Santee Coastal Reserve – Seeking escape from the hustle and bustle of city life? Head north up Highway 17 to the SCDNR-managed Santee Coastal Reserve in McClellanville. This tranquil 24,000-acre Wildlife Management Area situated along the South Santee River has several trails traversing mixed hardwoods, swampland, wetlands and former rice fields with opportunities for viewing songbirds, wading birds, gators, fox squirrels and other wildlife. Keep an eye out for the endangered red-cockaded woodpecker, which can sometimes be spotted among the longleaf pine forest habitat as you enter and exit the reserve. Admission is free. Closed during scheduled hunts. See their website for hours and other recreational activities.
For more info: www2.dnr.sc.gov/ManagedLands/ManagedLand/ManagedLand/61.
South Tibwin Trail – South Tibwin Trail just north of Awendaw in the Francis Marion National Forest is located directly off Highway 17 on the way up to Santee Coastal Reserve, should you feel ambitious enough to tackle two hikes in one day. This 2.4-mile loop trail provides a haven for birdwatchers and wildlife enthusiasts. The path winds through a range of ecosystems encompassing hardwood bottomlands, pine uplands, tidal marsh, freshwater ponds and managed wetlands. It’s a prime spot to see gators, deer, songbirds, waterfowl and shorebirds. A word of caution: South Tibwin also provides a haven for mosquitoes, which can be particularly relentless here during warmer months.
For more info: https://www.fs.usda.gov/recarea/scnfs/recarea/?recid=47279.
Fort Palmetto Park – Fort Palmetto Park, located off Six Mile Road abutting the Oyster Point neighborhood, offers a 1.5-mile round trip jaunt with a side of history. Formerly the site of a three-gun battery erected in 1861 as part of Charleston’s coastal defenses during the Civil War, the path passes by stately oaks and small ponds where you might see herons, egrets and turtles. As you amble along past longleaf pine and more Spanish moss-blanketed oaks, you encounter historical markers chronicling the strategic role coastal defenses like Fort Palmetto played during the Civil War and how slave labor was exploited to expeditiously build them. Remnants of the three gun positions and the powder magazines are still visible. The trail ends at an elevated observation platform providing expansive views toward Dewees Inlet and the inland waterway.
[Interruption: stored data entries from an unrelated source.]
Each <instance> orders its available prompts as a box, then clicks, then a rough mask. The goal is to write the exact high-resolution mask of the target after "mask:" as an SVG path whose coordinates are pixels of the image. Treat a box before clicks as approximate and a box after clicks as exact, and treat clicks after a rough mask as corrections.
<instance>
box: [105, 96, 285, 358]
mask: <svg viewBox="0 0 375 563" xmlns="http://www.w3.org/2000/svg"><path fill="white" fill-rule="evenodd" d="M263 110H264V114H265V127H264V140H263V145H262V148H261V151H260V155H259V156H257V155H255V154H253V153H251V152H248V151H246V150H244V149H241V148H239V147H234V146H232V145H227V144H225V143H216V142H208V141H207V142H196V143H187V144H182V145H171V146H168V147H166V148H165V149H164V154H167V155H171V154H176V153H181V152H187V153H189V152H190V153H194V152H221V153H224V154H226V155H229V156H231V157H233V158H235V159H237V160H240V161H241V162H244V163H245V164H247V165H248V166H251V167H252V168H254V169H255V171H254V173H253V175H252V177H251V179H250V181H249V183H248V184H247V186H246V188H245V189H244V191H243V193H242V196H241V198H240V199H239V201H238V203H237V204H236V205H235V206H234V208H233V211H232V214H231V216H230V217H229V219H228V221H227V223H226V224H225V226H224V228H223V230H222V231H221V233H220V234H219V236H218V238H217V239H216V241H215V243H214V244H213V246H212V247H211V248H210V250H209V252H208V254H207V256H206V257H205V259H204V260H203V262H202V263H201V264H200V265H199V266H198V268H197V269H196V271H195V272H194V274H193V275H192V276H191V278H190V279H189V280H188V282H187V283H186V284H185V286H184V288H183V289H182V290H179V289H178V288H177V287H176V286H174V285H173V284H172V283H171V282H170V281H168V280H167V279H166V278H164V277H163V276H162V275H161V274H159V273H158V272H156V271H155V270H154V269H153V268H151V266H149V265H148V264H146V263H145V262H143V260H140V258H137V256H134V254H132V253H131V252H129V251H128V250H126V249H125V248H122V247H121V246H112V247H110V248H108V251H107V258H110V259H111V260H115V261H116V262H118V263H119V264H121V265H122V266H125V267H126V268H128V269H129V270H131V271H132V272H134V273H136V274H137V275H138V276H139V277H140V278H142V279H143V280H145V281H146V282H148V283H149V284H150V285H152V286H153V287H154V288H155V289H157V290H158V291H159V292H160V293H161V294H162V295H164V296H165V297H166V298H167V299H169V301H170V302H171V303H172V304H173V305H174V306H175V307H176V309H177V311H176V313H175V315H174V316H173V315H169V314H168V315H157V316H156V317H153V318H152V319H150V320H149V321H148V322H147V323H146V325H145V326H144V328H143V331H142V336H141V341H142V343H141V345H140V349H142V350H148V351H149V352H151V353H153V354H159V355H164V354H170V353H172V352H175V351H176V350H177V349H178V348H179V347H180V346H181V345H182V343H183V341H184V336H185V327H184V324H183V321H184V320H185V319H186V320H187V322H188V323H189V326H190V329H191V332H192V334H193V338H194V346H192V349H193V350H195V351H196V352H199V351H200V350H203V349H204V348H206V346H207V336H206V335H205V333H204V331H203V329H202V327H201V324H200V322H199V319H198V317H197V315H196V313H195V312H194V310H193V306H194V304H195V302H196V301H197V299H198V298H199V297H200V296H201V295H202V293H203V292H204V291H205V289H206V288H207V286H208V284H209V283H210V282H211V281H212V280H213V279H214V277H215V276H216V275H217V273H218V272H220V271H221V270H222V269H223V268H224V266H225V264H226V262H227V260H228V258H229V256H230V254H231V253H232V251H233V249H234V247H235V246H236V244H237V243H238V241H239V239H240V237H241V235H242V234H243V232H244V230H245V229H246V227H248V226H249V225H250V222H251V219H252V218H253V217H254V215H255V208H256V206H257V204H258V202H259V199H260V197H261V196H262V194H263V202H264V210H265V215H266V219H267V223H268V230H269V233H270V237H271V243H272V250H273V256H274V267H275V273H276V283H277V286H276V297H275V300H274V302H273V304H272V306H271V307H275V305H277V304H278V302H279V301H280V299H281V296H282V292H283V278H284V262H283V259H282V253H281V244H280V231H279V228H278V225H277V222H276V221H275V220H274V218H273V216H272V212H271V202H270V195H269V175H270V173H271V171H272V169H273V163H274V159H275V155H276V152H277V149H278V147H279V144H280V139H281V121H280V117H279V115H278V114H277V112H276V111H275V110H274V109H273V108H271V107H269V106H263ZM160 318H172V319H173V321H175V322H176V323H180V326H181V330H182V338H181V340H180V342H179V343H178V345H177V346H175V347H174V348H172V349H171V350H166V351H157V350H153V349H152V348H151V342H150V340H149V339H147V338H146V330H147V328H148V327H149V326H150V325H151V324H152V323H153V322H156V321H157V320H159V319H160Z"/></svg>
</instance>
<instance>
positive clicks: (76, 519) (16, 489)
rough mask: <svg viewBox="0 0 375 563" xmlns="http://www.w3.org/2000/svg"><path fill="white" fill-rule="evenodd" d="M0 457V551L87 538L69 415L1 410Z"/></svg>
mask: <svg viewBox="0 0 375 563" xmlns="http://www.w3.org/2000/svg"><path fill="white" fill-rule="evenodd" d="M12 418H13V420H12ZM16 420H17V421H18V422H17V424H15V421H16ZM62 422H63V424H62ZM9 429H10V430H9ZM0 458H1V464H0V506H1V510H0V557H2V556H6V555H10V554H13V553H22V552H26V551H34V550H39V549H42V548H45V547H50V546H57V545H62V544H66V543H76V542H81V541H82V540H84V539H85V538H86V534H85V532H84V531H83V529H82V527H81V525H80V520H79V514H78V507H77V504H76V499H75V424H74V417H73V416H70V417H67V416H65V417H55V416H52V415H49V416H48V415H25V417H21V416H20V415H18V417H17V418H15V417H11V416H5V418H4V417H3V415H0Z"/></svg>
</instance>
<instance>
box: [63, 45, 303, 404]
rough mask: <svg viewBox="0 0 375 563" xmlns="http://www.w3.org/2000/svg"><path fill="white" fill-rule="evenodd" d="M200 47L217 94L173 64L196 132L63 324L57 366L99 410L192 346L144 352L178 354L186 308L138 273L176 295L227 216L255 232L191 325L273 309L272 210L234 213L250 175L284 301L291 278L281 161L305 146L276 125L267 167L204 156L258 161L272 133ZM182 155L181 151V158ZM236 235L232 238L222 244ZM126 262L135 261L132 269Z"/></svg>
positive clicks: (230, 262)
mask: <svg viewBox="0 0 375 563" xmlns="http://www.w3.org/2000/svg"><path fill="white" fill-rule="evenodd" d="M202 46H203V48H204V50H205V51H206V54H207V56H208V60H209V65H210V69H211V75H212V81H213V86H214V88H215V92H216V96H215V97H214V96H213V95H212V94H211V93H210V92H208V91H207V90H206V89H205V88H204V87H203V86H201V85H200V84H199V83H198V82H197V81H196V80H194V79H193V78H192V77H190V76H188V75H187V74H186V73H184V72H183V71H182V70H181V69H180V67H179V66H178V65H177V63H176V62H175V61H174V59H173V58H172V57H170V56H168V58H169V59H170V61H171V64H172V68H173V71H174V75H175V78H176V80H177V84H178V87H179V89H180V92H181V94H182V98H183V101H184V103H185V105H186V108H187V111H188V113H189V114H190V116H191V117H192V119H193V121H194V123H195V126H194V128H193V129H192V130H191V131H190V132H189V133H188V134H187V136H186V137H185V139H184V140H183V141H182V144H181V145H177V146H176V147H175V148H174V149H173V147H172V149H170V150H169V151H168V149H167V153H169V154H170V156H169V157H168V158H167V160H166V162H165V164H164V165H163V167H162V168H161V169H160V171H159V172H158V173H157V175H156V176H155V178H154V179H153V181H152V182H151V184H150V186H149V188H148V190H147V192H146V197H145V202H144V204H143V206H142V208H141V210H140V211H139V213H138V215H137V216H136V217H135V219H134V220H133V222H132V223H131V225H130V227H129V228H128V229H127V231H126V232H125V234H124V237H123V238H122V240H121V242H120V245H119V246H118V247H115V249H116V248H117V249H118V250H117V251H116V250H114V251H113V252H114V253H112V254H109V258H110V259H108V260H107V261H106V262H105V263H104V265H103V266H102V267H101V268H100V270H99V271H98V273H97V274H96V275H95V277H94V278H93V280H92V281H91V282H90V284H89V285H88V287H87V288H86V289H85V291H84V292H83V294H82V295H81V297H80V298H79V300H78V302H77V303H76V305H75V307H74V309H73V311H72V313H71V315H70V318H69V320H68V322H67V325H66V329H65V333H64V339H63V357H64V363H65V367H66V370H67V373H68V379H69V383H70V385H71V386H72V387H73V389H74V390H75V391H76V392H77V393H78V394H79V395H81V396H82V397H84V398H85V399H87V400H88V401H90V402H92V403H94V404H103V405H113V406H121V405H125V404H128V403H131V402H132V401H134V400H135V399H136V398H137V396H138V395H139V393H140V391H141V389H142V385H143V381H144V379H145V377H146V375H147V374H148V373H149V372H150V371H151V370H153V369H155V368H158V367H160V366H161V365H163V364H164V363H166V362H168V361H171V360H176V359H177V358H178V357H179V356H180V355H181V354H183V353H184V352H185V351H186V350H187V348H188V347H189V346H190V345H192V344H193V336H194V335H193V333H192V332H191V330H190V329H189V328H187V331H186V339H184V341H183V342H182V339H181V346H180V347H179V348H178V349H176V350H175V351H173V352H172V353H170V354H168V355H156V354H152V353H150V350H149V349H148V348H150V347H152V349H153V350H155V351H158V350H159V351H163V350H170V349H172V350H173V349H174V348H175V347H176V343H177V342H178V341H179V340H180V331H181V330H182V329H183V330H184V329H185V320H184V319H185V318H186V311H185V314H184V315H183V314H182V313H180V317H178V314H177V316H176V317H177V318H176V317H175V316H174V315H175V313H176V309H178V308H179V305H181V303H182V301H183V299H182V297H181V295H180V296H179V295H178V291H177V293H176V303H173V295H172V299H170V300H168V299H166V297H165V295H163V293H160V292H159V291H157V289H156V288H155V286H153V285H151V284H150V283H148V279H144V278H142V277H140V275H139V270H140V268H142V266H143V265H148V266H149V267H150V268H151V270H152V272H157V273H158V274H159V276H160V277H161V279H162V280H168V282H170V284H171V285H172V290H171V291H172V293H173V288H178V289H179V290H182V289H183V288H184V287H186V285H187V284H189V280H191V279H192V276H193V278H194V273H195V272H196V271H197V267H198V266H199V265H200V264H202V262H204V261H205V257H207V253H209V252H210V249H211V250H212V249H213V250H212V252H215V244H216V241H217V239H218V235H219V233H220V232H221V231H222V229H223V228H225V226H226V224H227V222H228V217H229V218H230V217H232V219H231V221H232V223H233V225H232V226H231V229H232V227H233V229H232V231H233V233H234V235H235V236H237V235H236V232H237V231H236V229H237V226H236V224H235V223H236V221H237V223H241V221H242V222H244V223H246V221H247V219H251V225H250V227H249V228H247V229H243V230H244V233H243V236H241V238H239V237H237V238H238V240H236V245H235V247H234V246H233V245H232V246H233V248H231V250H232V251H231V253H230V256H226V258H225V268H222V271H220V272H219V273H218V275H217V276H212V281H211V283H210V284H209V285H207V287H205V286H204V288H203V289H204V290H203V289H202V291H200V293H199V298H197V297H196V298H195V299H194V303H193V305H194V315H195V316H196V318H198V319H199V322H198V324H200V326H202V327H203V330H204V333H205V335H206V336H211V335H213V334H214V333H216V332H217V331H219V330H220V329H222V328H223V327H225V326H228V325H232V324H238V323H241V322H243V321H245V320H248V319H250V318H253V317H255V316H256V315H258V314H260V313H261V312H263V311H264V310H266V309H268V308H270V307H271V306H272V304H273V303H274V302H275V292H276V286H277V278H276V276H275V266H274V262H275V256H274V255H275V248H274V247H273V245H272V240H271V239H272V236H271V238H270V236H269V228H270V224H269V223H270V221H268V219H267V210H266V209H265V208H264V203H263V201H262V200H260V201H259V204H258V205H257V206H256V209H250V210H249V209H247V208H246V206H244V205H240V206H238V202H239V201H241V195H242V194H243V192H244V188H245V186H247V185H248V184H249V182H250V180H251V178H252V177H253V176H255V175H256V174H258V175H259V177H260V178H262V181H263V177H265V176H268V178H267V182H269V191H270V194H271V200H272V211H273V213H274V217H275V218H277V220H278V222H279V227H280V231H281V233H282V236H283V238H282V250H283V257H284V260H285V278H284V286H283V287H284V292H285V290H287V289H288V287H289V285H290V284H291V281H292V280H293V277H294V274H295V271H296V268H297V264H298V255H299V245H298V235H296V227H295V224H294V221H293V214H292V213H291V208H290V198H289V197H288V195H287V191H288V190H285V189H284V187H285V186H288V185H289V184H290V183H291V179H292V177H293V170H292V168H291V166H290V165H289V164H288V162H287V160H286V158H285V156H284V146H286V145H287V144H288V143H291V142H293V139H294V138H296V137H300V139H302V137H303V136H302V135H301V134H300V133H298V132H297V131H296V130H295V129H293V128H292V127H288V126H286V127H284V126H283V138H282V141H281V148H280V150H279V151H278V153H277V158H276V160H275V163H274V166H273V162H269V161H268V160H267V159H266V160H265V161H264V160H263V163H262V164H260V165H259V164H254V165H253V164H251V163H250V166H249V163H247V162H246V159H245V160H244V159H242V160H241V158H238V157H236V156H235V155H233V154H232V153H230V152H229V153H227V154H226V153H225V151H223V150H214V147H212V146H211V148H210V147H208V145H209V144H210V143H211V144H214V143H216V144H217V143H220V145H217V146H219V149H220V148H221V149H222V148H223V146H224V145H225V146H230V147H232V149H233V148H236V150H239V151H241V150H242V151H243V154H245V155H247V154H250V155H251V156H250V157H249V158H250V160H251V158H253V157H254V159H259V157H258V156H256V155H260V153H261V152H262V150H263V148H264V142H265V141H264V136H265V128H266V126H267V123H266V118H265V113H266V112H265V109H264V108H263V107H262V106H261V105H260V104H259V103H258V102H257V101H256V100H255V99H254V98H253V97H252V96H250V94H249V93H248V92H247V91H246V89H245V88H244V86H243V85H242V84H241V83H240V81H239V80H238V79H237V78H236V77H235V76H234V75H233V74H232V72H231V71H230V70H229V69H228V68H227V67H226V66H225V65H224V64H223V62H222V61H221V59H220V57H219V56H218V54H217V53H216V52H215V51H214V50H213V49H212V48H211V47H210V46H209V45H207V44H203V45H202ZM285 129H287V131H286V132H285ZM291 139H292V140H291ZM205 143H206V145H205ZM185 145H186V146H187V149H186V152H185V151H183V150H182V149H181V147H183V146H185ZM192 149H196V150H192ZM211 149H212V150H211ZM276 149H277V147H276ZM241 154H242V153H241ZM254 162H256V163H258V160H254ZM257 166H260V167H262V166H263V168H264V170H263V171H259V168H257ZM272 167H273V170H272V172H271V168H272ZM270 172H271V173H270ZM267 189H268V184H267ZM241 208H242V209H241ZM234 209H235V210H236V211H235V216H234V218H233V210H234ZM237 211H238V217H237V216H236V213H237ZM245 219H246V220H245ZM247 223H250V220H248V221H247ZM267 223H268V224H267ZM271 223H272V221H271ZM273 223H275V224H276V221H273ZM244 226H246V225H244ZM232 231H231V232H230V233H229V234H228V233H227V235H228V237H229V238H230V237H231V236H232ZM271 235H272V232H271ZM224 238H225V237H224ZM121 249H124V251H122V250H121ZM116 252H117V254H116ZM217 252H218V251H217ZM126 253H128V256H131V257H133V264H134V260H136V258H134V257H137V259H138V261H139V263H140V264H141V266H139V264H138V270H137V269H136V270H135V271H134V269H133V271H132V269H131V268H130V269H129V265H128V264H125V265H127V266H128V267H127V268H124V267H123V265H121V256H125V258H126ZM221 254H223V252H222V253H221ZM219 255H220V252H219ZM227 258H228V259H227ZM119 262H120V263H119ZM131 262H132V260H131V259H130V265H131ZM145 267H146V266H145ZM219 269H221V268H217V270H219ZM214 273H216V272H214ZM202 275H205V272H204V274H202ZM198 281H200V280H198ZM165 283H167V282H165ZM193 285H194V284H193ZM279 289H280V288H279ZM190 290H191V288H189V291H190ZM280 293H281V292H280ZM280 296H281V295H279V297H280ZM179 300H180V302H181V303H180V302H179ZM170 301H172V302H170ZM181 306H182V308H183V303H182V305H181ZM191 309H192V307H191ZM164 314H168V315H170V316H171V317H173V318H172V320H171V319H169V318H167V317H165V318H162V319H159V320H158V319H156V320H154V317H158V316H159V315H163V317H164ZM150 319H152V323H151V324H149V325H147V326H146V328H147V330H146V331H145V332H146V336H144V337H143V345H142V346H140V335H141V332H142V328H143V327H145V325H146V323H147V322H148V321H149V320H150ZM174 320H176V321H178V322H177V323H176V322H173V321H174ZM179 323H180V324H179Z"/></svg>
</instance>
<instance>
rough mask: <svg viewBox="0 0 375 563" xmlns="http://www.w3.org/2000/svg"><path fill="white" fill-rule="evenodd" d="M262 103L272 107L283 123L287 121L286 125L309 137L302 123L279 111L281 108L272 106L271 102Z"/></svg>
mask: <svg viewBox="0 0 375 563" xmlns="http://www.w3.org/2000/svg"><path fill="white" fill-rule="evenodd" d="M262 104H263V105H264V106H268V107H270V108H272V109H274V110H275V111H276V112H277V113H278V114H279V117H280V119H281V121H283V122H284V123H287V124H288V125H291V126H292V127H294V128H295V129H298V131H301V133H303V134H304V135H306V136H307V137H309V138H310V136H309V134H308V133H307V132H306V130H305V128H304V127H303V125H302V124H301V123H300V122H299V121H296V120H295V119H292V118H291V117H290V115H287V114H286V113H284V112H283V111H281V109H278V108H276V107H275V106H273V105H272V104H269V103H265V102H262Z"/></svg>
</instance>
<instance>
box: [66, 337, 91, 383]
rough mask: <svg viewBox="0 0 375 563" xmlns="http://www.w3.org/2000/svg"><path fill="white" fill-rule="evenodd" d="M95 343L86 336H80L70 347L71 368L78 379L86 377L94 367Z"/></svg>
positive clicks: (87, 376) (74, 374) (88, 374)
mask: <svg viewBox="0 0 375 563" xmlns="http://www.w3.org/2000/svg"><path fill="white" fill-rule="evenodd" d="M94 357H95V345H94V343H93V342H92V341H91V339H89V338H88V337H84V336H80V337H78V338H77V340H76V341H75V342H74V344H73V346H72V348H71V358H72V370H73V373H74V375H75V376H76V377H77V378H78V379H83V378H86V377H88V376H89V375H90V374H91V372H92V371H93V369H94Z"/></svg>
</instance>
For more info: alltrails.com/trail/us/south-carolina/fort-palmetto-park-trail.
Whichever of these hikes you undertake, along with toting water and a first aid kit, it cannot be emphasized enough that you bring bug spray. Each trail mentioned on this list features a lot of standing water and the kind of generally swampy environments that attract hordes of mosquitoes. And it’s hard to enjoy picturesque settings or patiently scan for wildlife when you’re under constant assault from flying bloodsucking insects. Happy hiking!